I waited for more. “Is that it?”
“Eh?” He dwelled for a second, then brightened. “No. It’s crowded too. Going on business?”
“Business?” My mind clicked: threadbare, disheveled, but traveling. “No. I’m, er, an artist.” Well, almost true. He was a lanky bloke with huge teeth and a prognathous jaw, a sandy-haired Hapsburg. He kept totting up numbers in a leather folder with matching everything.
“An artist, hey?” He was delighted. “Successful?”
I said modestly, “Just sold one to the National Gallery. I do antiques too.”
“Indeed.” He gave me a card. “That’s me. Del Goodman. Investment, sales. We’ve an antiques sale coming up in Honkers. Anything—buying, selling—give us a ring. Once knew an artist years ago. Nice chap…” I dozed fitfully as he prattled on and kiddies ran up and down the aisle.
Naturally, I was dreaming of finding antiques galore in Hong Kong—the eggshell porcelains that reached perfection in 1732; the bowls decorated in five colors by Tang, the greatest in all history, who represented fruits and flowers so naturalistically during Ch’ien Lung’s eighteenth-century reign.

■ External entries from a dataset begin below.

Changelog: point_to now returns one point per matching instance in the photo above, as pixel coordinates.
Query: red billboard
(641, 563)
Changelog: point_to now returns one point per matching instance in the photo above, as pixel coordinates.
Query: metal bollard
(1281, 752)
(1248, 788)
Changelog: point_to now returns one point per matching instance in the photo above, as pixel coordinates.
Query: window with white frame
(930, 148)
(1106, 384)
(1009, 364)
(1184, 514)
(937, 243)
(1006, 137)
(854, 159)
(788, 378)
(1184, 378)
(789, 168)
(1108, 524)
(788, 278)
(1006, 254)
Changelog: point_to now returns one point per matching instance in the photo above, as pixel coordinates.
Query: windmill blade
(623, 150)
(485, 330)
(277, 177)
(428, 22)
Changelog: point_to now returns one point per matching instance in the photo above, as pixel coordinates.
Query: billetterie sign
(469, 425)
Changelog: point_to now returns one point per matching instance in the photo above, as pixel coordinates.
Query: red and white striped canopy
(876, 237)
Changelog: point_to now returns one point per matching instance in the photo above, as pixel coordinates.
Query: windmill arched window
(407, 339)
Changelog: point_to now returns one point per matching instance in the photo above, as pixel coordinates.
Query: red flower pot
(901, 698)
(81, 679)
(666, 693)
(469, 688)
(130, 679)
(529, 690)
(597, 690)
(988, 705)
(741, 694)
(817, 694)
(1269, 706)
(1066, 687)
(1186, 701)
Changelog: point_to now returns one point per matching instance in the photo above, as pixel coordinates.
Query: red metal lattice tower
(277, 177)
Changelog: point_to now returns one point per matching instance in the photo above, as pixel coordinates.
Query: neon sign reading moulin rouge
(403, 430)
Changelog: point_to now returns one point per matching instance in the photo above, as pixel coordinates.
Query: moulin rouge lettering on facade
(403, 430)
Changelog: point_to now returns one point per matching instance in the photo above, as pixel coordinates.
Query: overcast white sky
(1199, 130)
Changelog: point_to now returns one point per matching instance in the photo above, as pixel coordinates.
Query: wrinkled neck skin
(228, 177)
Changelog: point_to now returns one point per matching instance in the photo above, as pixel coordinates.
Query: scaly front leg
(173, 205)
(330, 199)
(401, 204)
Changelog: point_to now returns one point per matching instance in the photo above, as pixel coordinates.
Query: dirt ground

My only artistry lately had been that Franz Unterberger. I slept because I could foresee no real problems now. Being thick helps optimism, because it’s unreliable stuff at the best of times. I’ve always found that…
The flight was forever, until at unbelievable last the stewardess woke me to strap in, the captain was yawning through some urgent announcement, and ships’ funnels and riding lights were sliding past the windows, frightening me to death.
Twenty minutes more and we all stumbled down the gangways into the world’s soggiest and most unbreathable air. I halted on the aircraft steps, stunned by the oven heat, then went forward into catastrophe.